We welcome many kinds of papers, such as (and not limited to):
Novel research papers
Demo papers
Work-in-progress papers
Visionary papers (white papers)
Authors should clearly indicate in their abstracts the kinds of
submissions that the papers belong to, to help reviewers better
understand their contributions.
Submissions must be in PDF, written in English,
no more than 6 pages long — shorter papers are welcome —
and formatted according to the standard double-column
ACM Proceedings Style (Tighter Alternate style).

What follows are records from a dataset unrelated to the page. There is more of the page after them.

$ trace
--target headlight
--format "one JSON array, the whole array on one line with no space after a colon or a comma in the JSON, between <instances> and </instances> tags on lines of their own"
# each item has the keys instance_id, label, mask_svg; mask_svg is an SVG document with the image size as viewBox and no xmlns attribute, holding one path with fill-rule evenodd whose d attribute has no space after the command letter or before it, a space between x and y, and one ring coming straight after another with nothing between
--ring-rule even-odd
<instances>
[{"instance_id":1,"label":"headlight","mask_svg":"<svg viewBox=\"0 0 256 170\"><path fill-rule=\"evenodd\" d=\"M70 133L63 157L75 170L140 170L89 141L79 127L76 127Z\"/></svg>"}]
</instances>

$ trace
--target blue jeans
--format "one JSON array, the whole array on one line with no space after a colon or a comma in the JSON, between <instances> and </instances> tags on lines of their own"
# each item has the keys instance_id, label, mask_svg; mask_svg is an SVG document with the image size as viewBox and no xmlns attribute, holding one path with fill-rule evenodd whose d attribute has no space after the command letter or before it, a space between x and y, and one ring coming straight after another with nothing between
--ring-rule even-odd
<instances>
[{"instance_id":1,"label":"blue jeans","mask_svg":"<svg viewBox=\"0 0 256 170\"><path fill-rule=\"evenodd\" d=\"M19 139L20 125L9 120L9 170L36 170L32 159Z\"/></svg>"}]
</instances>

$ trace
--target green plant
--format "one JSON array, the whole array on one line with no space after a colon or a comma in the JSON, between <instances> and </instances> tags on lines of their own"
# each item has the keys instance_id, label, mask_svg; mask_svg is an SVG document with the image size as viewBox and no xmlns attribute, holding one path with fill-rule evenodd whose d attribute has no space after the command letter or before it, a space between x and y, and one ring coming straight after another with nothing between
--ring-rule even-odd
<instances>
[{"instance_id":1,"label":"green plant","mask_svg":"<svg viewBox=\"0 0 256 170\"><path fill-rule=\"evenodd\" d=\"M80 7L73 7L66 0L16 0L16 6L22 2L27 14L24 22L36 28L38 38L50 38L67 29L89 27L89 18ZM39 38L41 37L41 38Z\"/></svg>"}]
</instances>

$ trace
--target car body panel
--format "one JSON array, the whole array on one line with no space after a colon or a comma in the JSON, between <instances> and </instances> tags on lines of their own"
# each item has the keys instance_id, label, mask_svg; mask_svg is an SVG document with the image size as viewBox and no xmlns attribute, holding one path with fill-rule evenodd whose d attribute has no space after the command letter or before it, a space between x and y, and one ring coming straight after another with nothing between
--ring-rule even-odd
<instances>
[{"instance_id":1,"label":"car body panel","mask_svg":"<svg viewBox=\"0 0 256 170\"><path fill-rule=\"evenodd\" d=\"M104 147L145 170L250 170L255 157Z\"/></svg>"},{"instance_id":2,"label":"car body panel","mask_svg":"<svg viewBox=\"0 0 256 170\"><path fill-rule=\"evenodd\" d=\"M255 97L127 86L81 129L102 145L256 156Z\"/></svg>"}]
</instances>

For accepted papers, at least one author must attend the workshop to present the work.
Accepted papers will be included in the ACM Digital Library.

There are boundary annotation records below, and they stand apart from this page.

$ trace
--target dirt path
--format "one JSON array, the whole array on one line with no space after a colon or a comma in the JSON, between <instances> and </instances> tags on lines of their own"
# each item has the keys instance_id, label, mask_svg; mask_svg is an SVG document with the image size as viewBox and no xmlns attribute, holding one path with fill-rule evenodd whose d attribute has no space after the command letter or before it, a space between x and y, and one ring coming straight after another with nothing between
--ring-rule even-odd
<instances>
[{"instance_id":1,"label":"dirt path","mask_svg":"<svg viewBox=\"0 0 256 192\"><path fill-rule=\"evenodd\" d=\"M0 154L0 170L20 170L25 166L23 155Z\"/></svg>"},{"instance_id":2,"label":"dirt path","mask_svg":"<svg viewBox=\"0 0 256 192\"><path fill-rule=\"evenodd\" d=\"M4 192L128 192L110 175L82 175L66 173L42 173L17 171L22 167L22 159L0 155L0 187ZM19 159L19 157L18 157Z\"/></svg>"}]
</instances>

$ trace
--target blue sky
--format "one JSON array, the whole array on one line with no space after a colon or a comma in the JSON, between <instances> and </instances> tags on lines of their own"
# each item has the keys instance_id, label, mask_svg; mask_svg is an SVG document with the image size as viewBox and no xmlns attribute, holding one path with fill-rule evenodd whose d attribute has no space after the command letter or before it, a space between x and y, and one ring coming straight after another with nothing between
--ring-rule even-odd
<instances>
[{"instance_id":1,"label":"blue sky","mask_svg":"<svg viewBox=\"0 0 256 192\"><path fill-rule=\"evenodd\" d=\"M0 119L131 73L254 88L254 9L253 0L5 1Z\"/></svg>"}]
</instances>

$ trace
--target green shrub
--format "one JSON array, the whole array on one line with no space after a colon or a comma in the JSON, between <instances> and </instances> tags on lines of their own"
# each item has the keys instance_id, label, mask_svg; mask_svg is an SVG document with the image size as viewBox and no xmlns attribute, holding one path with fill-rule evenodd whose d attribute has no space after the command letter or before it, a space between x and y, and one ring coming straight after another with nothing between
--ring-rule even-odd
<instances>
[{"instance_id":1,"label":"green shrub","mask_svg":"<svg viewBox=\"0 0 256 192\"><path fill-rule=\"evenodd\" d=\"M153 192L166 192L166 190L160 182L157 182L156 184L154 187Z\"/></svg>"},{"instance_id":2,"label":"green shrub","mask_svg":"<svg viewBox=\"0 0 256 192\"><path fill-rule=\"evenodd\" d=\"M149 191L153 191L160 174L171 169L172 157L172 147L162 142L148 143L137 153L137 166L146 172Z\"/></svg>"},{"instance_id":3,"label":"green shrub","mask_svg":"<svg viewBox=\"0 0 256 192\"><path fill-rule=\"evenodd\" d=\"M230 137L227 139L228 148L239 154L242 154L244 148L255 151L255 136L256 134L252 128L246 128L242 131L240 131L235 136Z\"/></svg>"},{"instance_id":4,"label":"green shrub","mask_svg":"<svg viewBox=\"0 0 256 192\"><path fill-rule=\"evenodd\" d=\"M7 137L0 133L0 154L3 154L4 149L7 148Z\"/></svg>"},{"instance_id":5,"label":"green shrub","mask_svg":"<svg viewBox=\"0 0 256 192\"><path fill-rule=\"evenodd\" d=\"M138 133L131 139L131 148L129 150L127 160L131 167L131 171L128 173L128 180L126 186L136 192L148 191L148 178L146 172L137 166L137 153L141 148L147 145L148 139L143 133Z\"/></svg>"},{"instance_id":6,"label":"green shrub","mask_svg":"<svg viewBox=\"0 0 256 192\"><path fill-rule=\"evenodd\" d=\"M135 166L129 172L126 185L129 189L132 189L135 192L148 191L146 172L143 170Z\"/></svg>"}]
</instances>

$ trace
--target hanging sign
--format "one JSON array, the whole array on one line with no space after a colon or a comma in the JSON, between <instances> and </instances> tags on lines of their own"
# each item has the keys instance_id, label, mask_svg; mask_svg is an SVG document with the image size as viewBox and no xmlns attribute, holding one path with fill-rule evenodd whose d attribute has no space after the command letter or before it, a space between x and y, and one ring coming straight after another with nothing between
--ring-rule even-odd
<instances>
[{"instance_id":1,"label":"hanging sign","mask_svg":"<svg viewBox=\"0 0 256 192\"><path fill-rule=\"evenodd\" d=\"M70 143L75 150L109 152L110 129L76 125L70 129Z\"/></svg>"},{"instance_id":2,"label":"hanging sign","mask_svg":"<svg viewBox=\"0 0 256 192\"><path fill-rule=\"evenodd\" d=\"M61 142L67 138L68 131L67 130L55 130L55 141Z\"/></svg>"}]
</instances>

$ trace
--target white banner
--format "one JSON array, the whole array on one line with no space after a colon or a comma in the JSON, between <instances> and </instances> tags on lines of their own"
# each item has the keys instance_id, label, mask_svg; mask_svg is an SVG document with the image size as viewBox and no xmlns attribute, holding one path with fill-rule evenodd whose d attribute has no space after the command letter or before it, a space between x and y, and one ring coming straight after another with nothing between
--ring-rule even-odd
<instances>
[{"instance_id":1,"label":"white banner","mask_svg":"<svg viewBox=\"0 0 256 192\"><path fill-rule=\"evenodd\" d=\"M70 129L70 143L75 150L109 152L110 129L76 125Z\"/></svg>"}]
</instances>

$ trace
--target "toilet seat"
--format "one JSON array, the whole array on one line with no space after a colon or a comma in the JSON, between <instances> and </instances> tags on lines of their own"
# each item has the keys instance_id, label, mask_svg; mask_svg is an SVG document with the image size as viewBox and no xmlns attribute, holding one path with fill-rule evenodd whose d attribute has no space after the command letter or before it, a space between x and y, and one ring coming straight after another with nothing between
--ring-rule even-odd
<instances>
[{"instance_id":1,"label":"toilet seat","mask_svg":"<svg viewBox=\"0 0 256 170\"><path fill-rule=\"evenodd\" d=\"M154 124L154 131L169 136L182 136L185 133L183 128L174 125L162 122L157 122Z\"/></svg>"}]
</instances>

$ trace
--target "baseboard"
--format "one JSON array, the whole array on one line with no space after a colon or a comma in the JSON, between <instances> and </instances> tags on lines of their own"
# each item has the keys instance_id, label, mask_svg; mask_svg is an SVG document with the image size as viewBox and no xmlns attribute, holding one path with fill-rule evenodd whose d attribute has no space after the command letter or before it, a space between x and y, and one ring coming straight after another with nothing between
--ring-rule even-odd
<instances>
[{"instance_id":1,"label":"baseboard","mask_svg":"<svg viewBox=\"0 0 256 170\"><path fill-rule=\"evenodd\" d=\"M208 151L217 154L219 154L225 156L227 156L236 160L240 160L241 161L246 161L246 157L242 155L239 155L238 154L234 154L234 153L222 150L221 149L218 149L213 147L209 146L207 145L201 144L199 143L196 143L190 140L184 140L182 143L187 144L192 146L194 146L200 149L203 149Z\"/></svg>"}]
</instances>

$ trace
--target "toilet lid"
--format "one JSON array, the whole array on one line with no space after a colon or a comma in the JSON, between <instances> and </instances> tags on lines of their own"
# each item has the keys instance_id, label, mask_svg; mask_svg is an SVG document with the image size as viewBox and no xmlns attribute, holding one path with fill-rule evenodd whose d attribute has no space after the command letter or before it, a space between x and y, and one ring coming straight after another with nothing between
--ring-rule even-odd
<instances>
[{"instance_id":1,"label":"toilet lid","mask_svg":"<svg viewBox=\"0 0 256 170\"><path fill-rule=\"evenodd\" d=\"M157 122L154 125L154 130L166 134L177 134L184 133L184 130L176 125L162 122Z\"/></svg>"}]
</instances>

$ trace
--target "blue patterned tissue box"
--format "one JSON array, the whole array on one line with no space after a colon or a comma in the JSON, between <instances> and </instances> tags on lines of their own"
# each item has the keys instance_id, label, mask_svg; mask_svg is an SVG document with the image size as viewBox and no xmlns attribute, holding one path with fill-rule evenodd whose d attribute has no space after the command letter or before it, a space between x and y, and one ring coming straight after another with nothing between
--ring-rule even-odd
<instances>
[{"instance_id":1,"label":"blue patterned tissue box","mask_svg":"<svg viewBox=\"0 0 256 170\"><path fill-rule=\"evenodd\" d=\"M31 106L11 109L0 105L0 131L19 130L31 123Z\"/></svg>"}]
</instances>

If you plan to extend your workshop paper submitted to our BGM'14 workshop,
and submit that extended work to future WWW conferences, please note the
following message from the WWW workshop co-chairs:
"Any paper published by the ACM, IEEE, etc. which can be properly cited
constitutes research which must be considered in judging the novelty of
a WWW submission, whether the published paper was in a conference,
journal, or workshop. Therefore, any paper previously published as part
of a WWW workshop must be referenced and extended with new content to
qualify as a new submission to the Research Track at the WWW conference."